There’s been some widely publicized controversy regarding the competition age of the Chinese women’s gymnastics team recently. Rather than be too CNN, I decided to take a page from my friend Johnny and investigate on my own. I have an Internet connection, that means I should be able to verify the age of the gymnasts in question with primary state-issued documents and find out for myself if someone’s cheating, right? Right. Let’s go to work.
First, the rules.
1. Gymnasts must be 16 to compete. This means they must be born in 1992 or earlier.

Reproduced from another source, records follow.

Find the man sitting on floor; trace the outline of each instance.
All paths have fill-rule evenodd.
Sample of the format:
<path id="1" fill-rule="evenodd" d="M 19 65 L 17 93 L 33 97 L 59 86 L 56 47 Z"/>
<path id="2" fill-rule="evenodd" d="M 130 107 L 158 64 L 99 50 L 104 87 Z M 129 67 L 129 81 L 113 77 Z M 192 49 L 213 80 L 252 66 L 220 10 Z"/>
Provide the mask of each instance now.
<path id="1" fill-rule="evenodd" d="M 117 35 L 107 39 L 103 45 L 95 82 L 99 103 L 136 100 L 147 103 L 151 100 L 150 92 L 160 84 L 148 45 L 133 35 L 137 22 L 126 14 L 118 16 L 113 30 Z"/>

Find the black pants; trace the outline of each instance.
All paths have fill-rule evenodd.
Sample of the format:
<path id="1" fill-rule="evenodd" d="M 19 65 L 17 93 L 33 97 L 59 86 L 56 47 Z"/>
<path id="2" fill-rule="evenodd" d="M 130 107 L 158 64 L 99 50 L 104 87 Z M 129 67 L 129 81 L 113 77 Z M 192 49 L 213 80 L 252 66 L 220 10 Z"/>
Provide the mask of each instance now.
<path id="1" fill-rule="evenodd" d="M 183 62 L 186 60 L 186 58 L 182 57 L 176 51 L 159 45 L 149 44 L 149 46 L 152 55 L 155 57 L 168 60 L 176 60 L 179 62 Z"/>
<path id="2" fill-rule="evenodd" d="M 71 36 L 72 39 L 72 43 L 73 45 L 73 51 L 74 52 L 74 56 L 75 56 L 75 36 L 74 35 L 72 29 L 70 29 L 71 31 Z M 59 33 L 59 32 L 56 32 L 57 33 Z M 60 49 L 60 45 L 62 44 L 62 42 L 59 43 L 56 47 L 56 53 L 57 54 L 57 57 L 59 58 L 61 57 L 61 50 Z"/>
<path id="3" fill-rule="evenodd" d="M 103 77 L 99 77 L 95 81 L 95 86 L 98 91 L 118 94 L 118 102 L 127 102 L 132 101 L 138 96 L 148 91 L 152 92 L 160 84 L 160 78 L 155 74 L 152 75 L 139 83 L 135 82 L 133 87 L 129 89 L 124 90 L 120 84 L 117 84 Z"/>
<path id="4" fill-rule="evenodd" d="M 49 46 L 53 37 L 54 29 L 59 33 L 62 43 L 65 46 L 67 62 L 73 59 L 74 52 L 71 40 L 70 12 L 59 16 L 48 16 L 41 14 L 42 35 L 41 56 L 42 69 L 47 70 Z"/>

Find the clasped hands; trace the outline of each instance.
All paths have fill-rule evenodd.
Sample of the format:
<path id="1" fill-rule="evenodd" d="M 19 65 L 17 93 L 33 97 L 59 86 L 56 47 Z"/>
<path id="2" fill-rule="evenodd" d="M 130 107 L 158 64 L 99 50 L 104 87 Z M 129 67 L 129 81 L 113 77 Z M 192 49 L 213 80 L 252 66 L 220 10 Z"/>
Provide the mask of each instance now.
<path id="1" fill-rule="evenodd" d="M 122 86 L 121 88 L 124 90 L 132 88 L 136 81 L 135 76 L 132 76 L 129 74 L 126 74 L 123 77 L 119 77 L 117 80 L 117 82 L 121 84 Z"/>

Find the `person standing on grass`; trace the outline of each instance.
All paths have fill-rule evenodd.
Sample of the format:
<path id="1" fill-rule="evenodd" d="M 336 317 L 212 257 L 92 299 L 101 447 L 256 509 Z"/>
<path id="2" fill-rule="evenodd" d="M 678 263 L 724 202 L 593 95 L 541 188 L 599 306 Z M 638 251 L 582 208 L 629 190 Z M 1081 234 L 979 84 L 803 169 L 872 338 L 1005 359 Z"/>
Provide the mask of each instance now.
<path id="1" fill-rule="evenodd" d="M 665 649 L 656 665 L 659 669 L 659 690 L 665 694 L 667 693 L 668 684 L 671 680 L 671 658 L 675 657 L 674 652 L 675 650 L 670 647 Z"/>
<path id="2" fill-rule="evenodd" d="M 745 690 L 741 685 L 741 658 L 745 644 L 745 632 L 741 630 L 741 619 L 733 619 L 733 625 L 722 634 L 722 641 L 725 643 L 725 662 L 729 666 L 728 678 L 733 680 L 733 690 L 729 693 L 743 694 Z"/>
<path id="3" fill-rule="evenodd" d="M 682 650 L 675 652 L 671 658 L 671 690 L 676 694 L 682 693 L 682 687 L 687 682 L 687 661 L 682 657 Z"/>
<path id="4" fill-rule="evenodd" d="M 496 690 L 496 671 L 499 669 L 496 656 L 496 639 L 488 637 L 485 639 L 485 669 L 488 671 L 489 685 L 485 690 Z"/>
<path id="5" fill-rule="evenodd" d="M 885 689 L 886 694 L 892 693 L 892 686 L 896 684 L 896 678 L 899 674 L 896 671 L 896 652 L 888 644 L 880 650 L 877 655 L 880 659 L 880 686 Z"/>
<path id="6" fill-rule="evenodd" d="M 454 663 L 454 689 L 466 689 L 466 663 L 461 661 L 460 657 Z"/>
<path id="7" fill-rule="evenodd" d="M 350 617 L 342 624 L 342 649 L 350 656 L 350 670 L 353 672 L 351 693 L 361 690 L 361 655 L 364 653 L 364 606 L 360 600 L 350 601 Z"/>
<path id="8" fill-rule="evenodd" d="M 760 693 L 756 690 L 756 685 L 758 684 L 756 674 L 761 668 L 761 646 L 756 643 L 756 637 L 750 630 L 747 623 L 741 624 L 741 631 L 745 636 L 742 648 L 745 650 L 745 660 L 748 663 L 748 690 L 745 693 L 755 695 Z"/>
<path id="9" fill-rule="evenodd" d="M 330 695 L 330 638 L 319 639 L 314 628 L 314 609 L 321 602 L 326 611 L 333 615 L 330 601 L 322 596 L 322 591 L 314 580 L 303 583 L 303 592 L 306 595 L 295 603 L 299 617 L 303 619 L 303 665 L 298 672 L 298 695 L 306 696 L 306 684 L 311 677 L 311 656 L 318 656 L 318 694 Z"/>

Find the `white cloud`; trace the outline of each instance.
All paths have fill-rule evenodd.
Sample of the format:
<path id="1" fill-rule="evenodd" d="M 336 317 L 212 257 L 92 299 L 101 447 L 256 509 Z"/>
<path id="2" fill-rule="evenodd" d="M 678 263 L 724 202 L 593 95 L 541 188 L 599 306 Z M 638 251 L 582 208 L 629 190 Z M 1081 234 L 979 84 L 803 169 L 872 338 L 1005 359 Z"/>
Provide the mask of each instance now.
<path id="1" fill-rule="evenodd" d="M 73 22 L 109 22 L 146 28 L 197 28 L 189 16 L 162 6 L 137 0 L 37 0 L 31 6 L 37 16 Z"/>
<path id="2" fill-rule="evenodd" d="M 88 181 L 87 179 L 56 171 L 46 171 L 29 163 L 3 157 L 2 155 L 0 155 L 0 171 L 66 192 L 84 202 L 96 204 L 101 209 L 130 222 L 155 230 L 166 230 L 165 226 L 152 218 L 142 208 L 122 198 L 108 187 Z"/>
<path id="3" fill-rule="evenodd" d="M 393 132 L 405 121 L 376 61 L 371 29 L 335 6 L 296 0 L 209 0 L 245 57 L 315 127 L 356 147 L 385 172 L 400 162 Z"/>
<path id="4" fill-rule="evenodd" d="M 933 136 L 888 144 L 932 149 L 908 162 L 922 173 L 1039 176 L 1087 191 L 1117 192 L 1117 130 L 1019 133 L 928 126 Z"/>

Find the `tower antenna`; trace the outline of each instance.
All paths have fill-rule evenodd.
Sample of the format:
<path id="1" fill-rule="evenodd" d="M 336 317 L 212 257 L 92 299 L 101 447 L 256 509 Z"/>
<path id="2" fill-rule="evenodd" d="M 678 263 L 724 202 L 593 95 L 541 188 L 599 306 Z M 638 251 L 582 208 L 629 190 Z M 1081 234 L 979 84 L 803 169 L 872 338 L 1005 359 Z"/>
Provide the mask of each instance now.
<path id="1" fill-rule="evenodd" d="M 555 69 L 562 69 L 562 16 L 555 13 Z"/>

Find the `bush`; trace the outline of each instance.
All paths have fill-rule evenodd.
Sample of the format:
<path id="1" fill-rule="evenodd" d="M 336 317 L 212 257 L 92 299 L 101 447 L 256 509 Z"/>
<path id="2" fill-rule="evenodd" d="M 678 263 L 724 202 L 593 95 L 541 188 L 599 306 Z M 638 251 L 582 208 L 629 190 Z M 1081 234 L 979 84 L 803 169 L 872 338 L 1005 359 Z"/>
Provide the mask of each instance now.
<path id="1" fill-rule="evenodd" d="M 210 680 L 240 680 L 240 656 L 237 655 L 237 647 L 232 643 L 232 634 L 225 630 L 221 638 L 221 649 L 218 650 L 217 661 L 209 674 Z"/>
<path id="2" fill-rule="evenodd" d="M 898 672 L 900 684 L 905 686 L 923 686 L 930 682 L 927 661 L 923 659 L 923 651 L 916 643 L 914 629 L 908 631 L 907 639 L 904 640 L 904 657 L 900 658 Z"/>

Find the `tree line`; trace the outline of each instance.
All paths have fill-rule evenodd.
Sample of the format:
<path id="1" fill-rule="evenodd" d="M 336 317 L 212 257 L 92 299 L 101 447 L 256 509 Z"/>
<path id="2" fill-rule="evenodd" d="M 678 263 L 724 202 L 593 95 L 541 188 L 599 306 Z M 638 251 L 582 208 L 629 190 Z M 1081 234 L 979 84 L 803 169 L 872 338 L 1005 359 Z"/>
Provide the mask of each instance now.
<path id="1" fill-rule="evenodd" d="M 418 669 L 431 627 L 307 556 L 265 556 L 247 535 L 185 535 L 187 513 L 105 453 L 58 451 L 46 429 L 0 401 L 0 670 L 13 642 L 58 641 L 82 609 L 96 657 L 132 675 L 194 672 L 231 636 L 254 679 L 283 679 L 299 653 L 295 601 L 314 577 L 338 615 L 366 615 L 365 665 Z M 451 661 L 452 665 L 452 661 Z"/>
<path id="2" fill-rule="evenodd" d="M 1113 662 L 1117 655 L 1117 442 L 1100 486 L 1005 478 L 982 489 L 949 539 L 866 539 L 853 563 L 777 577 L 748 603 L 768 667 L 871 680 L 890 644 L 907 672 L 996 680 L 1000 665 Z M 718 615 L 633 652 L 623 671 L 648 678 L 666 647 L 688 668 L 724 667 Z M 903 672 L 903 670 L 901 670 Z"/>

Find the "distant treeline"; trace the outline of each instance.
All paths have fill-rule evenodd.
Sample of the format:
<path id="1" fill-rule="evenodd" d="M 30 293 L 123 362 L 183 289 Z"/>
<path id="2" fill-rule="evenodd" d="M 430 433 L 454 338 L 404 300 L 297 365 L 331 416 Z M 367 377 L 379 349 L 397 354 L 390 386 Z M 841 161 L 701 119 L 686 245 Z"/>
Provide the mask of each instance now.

2. Only publicly available, primary, linkable information can be used.
Who are we talking about?
Let’s take a look at He Kexin (何可欣). Her Chinese issued passport lists her birthday as 01/01/1992, 16 years old and old enough to compete. However, allegations cited on her Wikipedia page put her birthday as 01/01/1994, fourteen years old and not eligible for competition. Which is the truth? Let’s find out.
What is this post really about? I don’t really feel that it’s about the gymnastics age limit, or even really about whether fraud occurred. At this point, I believe that any reasonable observer already understands that age records have been forged. This story now is really about Internet censorship, the act of removing evidence while at the same time claiming that the evidence is wrong. For the first time I watched search records shift under my feet like sand, facts draining down a hole in the Internet. Will this stand?
UPDATE: Read Hacker uncovers ‘proof’ that Chinese gymnast is underage, from the Times:
Just nine months before the Olympics, the Chinese government’s Xinhua news agency gave Ms He’s name as 13. Officials have since dismissed that report saying Xinhua had never been given her age and had made a mistake.
Stryde, who was later named by the technology news site Information Week as Mike Walker, concludes: “Much of the coverage regarding Kexin’s age has only mentioned ‘allegations’ of fraud, and the IOC has ignored thematter completely. I believe that these primary documents, issued by the Chinese state … rise to a level of evidence higher than ‘allegation’.”